Given this, our results indicate that OTC may select ARB and promote the increase of ARG abundance, namely the tetA, although this increase is exposure time dependent. In fact, previous works reported that low concentrations such as 1 to 15 µg/L of TET may increase the abundance of resistance genes [60,64]. Moreover, it was also reported that the selection of tet resistance genes, also observed in this work, may also allow the coselection of ARGs to other antibiotics [60,65]. For instance, it was demonstrated that the coselection of tetA with sul2 and bla is possible due to the location of these genes in the same mobile genetic elements (e.g., plasmids) [65].

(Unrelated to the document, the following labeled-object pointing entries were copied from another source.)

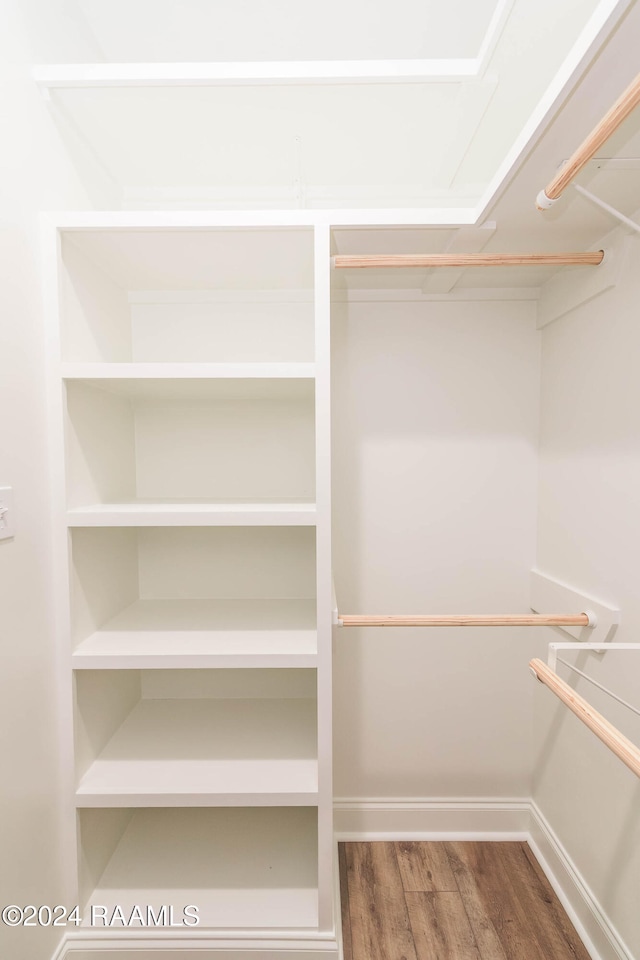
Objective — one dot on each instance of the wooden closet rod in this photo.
(483, 620)
(605, 731)
(344, 261)
(609, 123)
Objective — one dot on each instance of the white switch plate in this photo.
(7, 520)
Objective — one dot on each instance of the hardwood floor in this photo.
(450, 901)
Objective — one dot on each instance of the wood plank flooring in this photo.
(450, 901)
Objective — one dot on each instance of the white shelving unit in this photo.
(190, 391)
(250, 869)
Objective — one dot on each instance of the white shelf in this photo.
(95, 75)
(186, 371)
(139, 514)
(208, 753)
(250, 868)
(204, 633)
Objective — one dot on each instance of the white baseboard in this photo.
(503, 818)
(157, 948)
(594, 927)
(494, 819)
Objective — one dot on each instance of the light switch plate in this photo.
(7, 513)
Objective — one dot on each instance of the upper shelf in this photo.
(287, 30)
(389, 119)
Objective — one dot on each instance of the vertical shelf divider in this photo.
(324, 589)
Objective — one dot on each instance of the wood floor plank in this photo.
(502, 907)
(425, 867)
(441, 929)
(347, 950)
(554, 931)
(489, 923)
(380, 927)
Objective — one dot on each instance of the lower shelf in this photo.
(250, 868)
(204, 633)
(215, 752)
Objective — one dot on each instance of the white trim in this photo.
(599, 936)
(156, 948)
(203, 219)
(419, 818)
(595, 33)
(491, 38)
(416, 296)
(93, 75)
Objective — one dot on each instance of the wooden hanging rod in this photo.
(620, 110)
(483, 620)
(344, 261)
(605, 731)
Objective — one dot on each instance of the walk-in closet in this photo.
(319, 473)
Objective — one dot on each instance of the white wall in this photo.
(589, 536)
(34, 174)
(435, 446)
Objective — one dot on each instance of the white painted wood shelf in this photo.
(200, 753)
(187, 371)
(189, 514)
(246, 868)
(204, 633)
(190, 385)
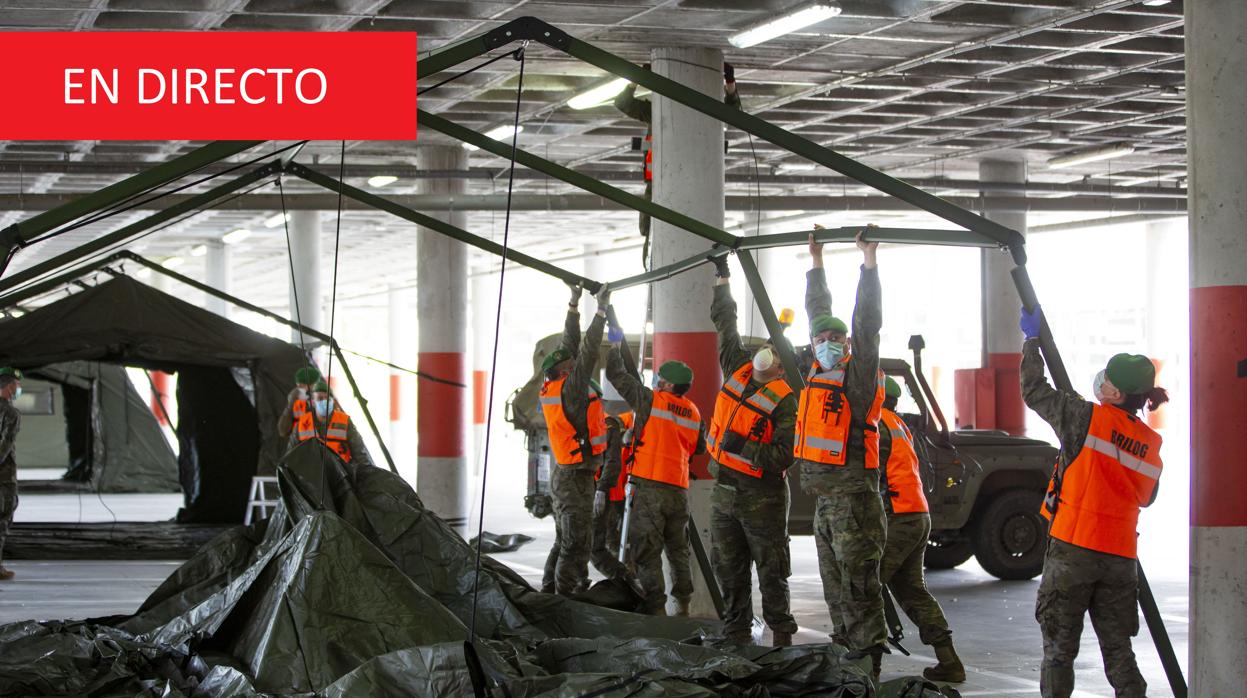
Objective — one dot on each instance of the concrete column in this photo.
(688, 177)
(442, 312)
(1000, 303)
(1216, 99)
(216, 267)
(307, 304)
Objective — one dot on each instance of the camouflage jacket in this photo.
(861, 380)
(580, 380)
(776, 456)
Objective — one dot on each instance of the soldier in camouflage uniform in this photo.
(571, 484)
(660, 507)
(10, 423)
(750, 515)
(909, 525)
(849, 525)
(1090, 566)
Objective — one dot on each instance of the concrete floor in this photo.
(993, 621)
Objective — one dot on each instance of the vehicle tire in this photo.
(947, 555)
(1010, 536)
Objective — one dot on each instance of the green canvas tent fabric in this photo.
(353, 588)
(232, 382)
(115, 443)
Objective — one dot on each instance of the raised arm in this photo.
(722, 310)
(1069, 414)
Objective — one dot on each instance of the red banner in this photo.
(131, 86)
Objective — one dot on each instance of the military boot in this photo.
(949, 668)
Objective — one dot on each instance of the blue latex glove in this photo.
(1030, 322)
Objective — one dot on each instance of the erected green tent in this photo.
(90, 423)
(231, 382)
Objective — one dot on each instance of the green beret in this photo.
(1134, 374)
(677, 373)
(892, 388)
(555, 358)
(827, 323)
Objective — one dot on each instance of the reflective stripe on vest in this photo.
(565, 444)
(667, 440)
(1111, 478)
(750, 418)
(824, 418)
(334, 435)
(904, 479)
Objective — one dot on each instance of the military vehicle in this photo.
(984, 486)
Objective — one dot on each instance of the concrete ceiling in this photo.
(920, 89)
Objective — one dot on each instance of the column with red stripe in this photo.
(1216, 97)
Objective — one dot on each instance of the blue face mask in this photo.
(829, 353)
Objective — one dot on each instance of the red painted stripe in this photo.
(1010, 408)
(1218, 401)
(439, 411)
(480, 395)
(700, 350)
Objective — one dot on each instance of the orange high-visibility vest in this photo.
(616, 491)
(334, 434)
(565, 444)
(750, 418)
(649, 157)
(904, 481)
(669, 438)
(823, 418)
(1107, 481)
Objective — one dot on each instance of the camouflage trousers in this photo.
(849, 531)
(751, 527)
(902, 572)
(1078, 581)
(660, 522)
(572, 491)
(8, 500)
(604, 552)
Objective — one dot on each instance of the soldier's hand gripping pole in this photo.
(629, 490)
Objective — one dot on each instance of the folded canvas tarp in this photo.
(354, 588)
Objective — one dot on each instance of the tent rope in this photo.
(498, 325)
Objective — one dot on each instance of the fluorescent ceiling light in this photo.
(599, 95)
(498, 133)
(236, 236)
(793, 20)
(1090, 155)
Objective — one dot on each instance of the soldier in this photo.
(750, 445)
(10, 423)
(642, 111)
(1109, 468)
(327, 421)
(297, 401)
(909, 525)
(669, 430)
(571, 403)
(837, 445)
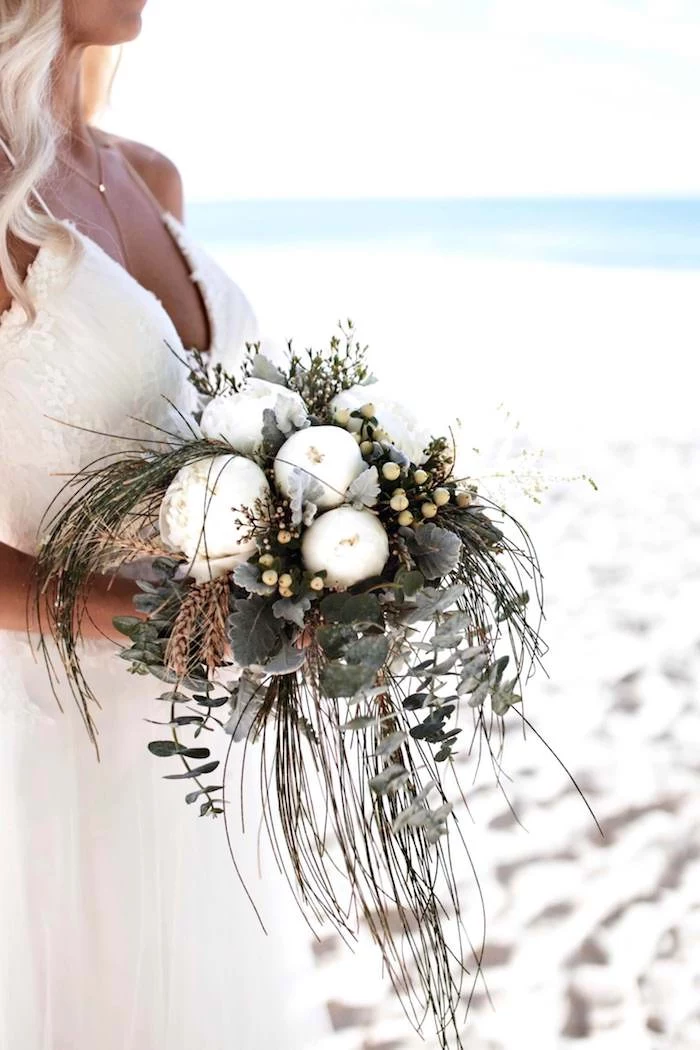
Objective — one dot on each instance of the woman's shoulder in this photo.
(160, 173)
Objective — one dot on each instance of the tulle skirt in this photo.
(123, 924)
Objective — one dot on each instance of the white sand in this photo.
(593, 943)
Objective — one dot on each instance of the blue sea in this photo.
(623, 232)
(580, 316)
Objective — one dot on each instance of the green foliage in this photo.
(254, 632)
(360, 609)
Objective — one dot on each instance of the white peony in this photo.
(202, 513)
(237, 418)
(393, 416)
(349, 545)
(329, 454)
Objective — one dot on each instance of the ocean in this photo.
(578, 317)
(571, 327)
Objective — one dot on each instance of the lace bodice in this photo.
(96, 357)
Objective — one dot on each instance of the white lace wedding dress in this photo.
(123, 925)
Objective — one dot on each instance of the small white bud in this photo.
(399, 502)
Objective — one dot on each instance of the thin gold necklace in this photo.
(101, 187)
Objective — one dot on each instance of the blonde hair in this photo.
(30, 39)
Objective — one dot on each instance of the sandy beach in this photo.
(592, 941)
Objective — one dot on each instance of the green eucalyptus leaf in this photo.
(199, 772)
(254, 632)
(127, 625)
(389, 780)
(410, 582)
(334, 638)
(390, 743)
(370, 651)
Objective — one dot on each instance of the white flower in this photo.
(329, 454)
(202, 513)
(401, 425)
(237, 418)
(349, 545)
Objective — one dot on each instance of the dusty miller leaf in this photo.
(304, 491)
(248, 576)
(253, 631)
(263, 369)
(288, 660)
(287, 608)
(432, 601)
(436, 550)
(273, 439)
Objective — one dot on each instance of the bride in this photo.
(123, 925)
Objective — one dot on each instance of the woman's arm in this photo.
(108, 596)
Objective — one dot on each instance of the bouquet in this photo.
(322, 583)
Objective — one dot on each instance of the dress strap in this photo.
(144, 185)
(38, 195)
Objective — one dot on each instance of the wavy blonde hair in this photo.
(30, 39)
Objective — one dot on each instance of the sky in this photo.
(418, 98)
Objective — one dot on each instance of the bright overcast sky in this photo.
(418, 98)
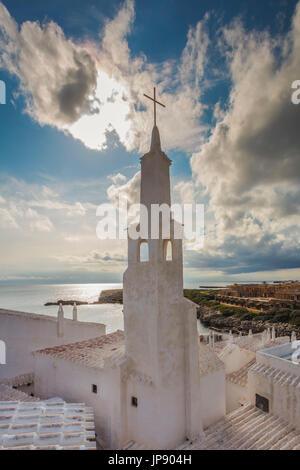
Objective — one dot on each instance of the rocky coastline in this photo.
(216, 321)
(209, 317)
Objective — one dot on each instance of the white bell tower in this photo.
(161, 338)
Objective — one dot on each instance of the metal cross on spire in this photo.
(155, 102)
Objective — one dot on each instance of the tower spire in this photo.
(155, 102)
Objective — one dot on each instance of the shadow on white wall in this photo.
(2, 352)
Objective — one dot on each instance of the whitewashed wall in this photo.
(73, 383)
(213, 397)
(281, 389)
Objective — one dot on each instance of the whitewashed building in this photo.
(21, 333)
(154, 385)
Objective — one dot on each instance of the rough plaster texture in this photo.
(25, 332)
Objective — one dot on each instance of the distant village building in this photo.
(289, 290)
(153, 385)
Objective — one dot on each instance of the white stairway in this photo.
(247, 428)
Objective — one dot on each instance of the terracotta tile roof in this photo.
(251, 344)
(90, 353)
(247, 428)
(240, 377)
(208, 360)
(46, 425)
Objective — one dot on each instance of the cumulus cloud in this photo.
(38, 222)
(7, 221)
(129, 191)
(89, 90)
(250, 165)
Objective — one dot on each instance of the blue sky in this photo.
(224, 69)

Hence, the use of culture-independent methods might be a useful methodology to complement the culture-dependent methods. This integrated approach may allow a better understanding of the antibiotic role in the selection of ARB and ARGs.

4. Conclusions

Our results indicate that the selection of TET-resistant bacteria from fish skin and water occurred. Even though significant results were only observed in water samples at 5 dPE in GSP medium, the total counts of tetracycline-resistant bacteria were consistently higher in OTC-exposed samples than control (nonexposed water and fish skin). The prevalence of Pseudomonas and Stenotrophomonas may be related with the expression of intrinsic resistance mechanisms. Regarding ARGs, no tet or integrase encoding genes were detected in our isolates. Analysis of susceptibility to other antibiotics revealed the occurrence of multidrug-resistant (MDR) isolates in samples exposed to the antibiotic. In addition, the pathogenicity test revealed that these MDR bacteria may induce mortality in zebrafish embryos. The tetA gene was enriched in samples exposed to the highest antibiotic concentration (10 µg/mL).

This study emphasizes the impact of antibiotics on the aquatic environment, particularly their role in the selection of potential antibiotic-resistant pathogens.